Notons en passant que l’Armée de l’Islam (Jaych al-Islam), c’est cette organisation « démocrate » qui décapita à la chaine les « chiens de Bachar » (c’est-à-dire des Syriens qui refusaient de conspuer le président hérétique Bachar el-Assad [4]). Elle se rendit célèbre en condamnant également à mort les Syriens convaincus d’homosexualité et en les jetant par dessus les toits. C’est son chef Mohamed Allouche, soutenu par les Occidentaux, qui présida la délégation de « l’opposition modérée » aux négociations de l’Onu à Genève.
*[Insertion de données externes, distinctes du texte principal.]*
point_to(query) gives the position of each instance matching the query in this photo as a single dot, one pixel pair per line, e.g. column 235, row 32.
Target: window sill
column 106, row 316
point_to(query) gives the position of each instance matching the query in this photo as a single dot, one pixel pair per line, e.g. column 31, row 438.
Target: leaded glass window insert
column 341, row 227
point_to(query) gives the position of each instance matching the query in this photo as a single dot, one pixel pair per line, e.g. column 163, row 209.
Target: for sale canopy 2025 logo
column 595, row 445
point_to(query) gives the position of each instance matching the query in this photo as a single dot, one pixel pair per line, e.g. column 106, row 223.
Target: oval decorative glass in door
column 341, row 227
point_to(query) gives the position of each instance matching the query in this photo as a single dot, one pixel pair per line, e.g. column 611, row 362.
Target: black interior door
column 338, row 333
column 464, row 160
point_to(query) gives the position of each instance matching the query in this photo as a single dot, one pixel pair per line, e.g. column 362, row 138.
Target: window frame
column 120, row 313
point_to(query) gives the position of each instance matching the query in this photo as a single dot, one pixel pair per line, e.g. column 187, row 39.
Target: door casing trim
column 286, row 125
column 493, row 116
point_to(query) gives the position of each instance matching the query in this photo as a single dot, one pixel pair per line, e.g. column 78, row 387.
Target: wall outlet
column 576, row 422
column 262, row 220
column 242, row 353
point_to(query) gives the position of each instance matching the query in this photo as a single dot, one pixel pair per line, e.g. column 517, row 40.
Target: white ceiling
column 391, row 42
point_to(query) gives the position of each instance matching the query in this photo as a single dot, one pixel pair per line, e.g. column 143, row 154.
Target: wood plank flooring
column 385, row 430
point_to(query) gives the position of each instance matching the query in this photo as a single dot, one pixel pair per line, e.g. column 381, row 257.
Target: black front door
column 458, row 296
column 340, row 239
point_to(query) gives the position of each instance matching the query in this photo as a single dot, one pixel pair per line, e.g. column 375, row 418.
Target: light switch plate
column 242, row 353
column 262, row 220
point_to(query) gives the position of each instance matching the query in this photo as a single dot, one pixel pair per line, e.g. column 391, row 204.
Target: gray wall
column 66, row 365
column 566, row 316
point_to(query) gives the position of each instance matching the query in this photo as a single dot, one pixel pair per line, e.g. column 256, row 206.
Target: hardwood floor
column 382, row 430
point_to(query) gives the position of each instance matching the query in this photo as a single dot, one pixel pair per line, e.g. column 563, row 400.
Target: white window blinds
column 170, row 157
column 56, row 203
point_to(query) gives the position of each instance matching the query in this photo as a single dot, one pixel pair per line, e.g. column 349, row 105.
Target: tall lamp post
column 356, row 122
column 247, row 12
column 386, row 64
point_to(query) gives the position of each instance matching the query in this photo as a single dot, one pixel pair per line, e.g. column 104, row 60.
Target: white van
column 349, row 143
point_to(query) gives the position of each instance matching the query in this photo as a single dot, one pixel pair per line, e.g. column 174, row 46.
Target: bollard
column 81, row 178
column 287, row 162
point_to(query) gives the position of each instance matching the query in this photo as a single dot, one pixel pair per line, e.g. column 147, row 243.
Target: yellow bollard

Bref, le bombardement de la Syrie par les États-Unis, la France et le Royaume-Uni non seulement contrevenait au Droit international, mais il était injustifié.

Le traitement du rapport de l’OIAC par la presse

Si la presse occidentale était honnête, elle aurait rendu compte fidèlement du rapport de l’OIAC. Ce n’est pas le cas. Les journalistes anglo-saxons ont été particulièrement muets et n’ont qu’exceptionnellement traité l’information. Leurs homologues français ont été plus spécieux.

Ils ont rappelé que, par le passé, un rapport du Mécanisme conjoint Onu/OIAC avait confirmé l’usage d’armes chimiques par la Syrie. Ils ont omis de dire que le Conseil de sécurité de l’Onu avait rejeté ce rapport parce que le Mécanisme n’avait pas respecté les règles de l’OIAC.

D’autres ont prétendu que la mission avait établi l’usage de chlore à Douma. Ils ont omis de préciser que l’OIAC estimait probable l’usage d’un agent toxique contenant de la chlorine utilisée comme arme, et possible sa dispersion par deux obus. Ils ont surtout évité d’indiquer qu’à l’air libre, la chlorine n’est pas un poison mortel, mais un agent irritant ; raison pour laquelle ce n’est pas une arme chimique prohibée.

Vous vous demandez probablement pourquoi ces articles de presse vous ont échappé, et pourquoi vous n’avez pas entendu les excuses de Mme May et de MM. Macron et Trump ? Simplement parce que la presse ne fait pas son travail d’information et que les dirigeants occidentaux sont sans honneur.